Fondé en 1966 sous la direction du philosophe Bertrand Russell afin d’examiner les crimes de guerre commis par les États-Unis au Vietnam, ce tribunal, auquel Jean-Paul Sartre a également joué un rôle actif, a recueilli des témoignages détaillés sur les attaques contre les civils, l’utilisation d’armes chimiques et les violations du droit international, bien qu’il ne disposât d’aucun statut officiel.
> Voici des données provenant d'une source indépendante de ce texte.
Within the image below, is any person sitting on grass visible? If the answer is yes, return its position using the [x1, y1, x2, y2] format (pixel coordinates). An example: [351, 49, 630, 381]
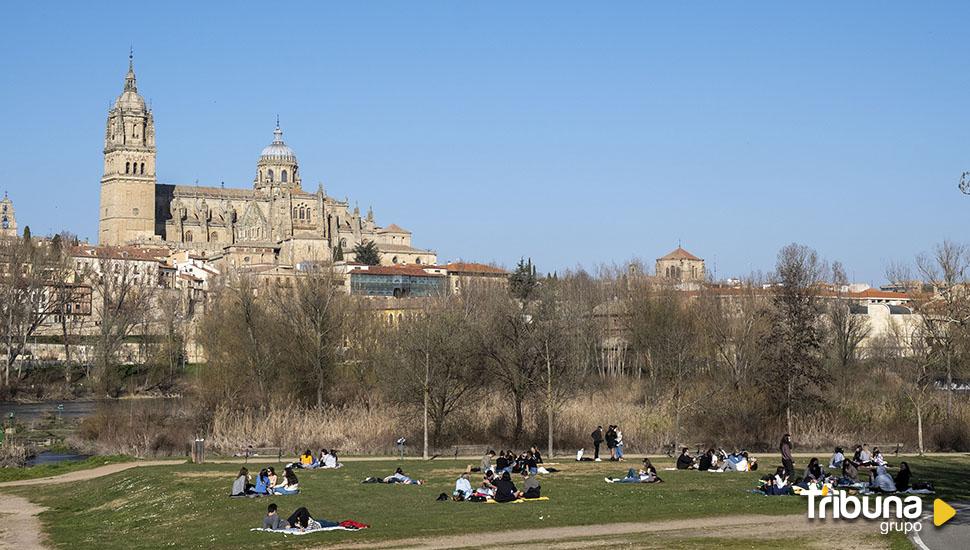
[299, 449, 313, 468]
[697, 449, 715, 472]
[802, 457, 825, 483]
[384, 468, 424, 485]
[495, 472, 518, 502]
[517, 470, 542, 498]
[869, 465, 896, 493]
[266, 466, 279, 494]
[677, 447, 695, 470]
[263, 502, 319, 531]
[229, 466, 253, 497]
[839, 458, 859, 485]
[452, 472, 472, 500]
[273, 468, 300, 495]
[829, 447, 845, 470]
[893, 462, 913, 492]
[479, 449, 495, 474]
[253, 468, 269, 495]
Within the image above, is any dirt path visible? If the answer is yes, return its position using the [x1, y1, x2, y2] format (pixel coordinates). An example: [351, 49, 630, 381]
[0, 460, 184, 492]
[0, 460, 182, 550]
[0, 495, 45, 550]
[330, 514, 878, 550]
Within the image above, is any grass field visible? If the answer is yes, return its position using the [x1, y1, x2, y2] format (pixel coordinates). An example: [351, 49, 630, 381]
[0, 455, 135, 483]
[4, 455, 970, 549]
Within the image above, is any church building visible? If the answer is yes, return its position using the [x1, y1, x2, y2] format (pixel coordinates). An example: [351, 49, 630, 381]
[98, 56, 437, 266]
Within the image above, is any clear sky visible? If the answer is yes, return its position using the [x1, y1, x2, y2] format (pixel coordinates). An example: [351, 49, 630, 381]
[0, 1, 970, 283]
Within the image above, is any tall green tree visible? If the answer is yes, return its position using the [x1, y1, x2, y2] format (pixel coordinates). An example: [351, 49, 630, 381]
[341, 239, 381, 265]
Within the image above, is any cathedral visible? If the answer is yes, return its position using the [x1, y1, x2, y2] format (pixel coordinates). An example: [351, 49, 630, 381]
[98, 56, 437, 267]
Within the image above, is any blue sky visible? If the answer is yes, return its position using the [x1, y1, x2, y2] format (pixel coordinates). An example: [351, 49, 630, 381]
[0, 2, 970, 283]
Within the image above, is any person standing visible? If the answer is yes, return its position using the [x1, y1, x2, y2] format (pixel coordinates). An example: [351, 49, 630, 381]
[606, 424, 616, 461]
[779, 434, 795, 478]
[592, 426, 603, 462]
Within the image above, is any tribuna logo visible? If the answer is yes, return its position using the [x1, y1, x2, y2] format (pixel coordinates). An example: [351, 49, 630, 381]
[808, 491, 923, 535]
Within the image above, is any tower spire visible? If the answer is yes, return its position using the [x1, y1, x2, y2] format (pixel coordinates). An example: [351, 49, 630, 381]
[125, 47, 138, 92]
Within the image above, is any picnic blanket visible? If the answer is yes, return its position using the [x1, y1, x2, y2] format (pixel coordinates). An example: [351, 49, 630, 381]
[485, 497, 549, 504]
[250, 520, 370, 535]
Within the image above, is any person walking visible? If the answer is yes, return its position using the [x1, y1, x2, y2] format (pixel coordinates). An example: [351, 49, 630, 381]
[591, 426, 603, 462]
[778, 434, 795, 478]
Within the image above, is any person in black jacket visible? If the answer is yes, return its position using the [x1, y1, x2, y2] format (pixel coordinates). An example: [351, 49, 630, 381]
[591, 426, 603, 462]
[494, 472, 518, 502]
[606, 424, 616, 461]
[677, 447, 694, 470]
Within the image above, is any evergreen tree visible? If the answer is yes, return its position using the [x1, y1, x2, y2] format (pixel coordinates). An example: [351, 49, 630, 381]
[354, 240, 381, 265]
[509, 258, 539, 300]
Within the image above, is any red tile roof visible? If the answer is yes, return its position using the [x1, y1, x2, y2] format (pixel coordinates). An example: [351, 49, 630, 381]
[442, 262, 509, 275]
[657, 246, 703, 262]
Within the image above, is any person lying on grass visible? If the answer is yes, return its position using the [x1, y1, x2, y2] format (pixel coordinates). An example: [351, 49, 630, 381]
[263, 502, 313, 531]
[273, 468, 300, 495]
[604, 458, 663, 483]
[384, 468, 424, 485]
[229, 467, 253, 497]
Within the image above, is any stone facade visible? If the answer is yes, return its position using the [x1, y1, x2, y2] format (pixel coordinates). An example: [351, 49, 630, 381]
[98, 59, 437, 267]
[655, 246, 705, 283]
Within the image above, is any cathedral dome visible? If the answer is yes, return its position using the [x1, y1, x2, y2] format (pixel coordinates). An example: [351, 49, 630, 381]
[259, 127, 296, 162]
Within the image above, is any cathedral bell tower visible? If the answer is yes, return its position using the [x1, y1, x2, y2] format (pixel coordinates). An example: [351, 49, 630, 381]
[98, 54, 156, 245]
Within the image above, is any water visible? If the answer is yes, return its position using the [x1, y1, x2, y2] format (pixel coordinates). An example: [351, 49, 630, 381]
[0, 401, 97, 424]
[27, 452, 91, 466]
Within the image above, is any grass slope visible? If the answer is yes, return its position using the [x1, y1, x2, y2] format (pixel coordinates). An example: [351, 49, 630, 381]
[0, 455, 134, 482]
[7, 456, 970, 549]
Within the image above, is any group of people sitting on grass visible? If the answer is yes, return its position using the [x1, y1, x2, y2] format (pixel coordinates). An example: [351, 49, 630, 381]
[450, 468, 542, 502]
[761, 440, 933, 495]
[605, 458, 663, 483]
[472, 445, 552, 475]
[677, 447, 758, 472]
[290, 449, 343, 470]
[229, 466, 300, 497]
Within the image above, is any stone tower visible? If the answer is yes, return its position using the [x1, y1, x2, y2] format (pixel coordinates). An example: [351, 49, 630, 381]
[0, 192, 17, 237]
[98, 54, 155, 245]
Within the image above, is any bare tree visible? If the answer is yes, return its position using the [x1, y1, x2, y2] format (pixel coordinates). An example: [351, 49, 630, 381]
[916, 241, 970, 419]
[0, 234, 63, 386]
[272, 264, 349, 407]
[762, 243, 826, 433]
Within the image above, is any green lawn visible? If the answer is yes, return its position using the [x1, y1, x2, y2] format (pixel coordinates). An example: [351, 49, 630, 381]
[5, 455, 970, 548]
[0, 455, 134, 482]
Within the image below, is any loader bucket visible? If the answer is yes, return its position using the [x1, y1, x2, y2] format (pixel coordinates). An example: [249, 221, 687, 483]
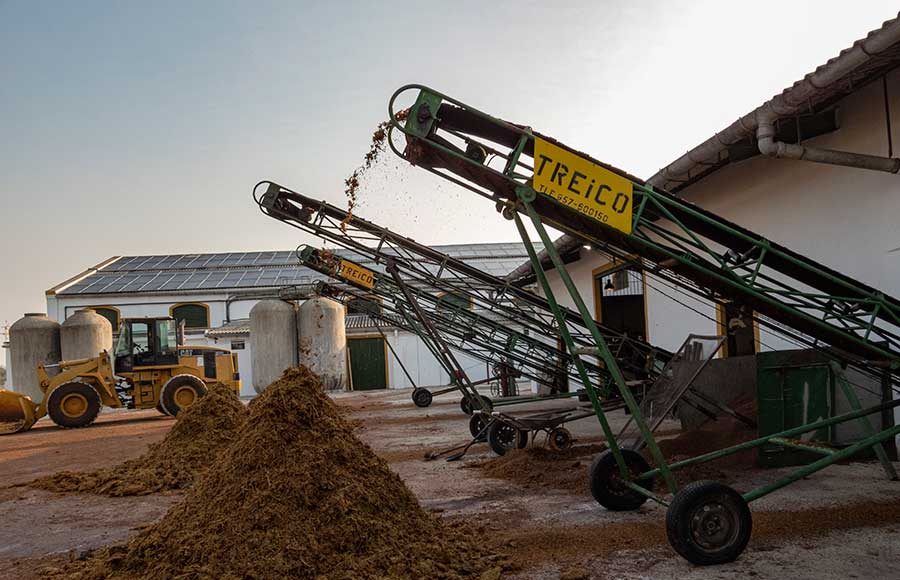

Le Tribunal de Gaza (Gazze Tribunal), établi à Istanbul, a été conçu comme une structure en deux phases, prolongeant la tradition du Tribunal Russell à notre époque. La première phase visait à étayer juridiquement, à travers des juristes, des universitaires, des journalistes et des témoins, les opérations militaires israéliennes à Gaza en tant que génocide, crimes de guerre et crimes contre l’humanité.
La seconde phase avait pour objectif de formuler, à partir de ces preuves, un jugement juridique et moral destiné à l’opinion publique internationale, et d’exercer une pression particulière sur la Cour pénale internationale et les mécanismes des Nations unies. Le choix d’Istanbul comme lieu revêtait une signification symbolique, tant par sa référence à une conscience historique que par la volonté de placer au centre la voix du Sud global.
Par ailleurs, le Barreau d’Istanbul n°2 a organisé des réunions dans neuf facultés de droit en La Türkiye, afin d’informer les jeunes juristes sur le génocide commis à Gaza et sur la procédure engagée devant la Cour pénale internationale contre des responsables israéliens.
L’aboutissement de ces travaux a été l’organisation d’une conférence internationale réunissant des juristes issus de l’Université du Bosphore, de l’Université Galatasaray, de l’Université d’Istanbul et de l’Université Medeniyet d’Istanbul, ainsi que des universitaires de la Faculté de droit de l’Université de Valence et d’autres pays.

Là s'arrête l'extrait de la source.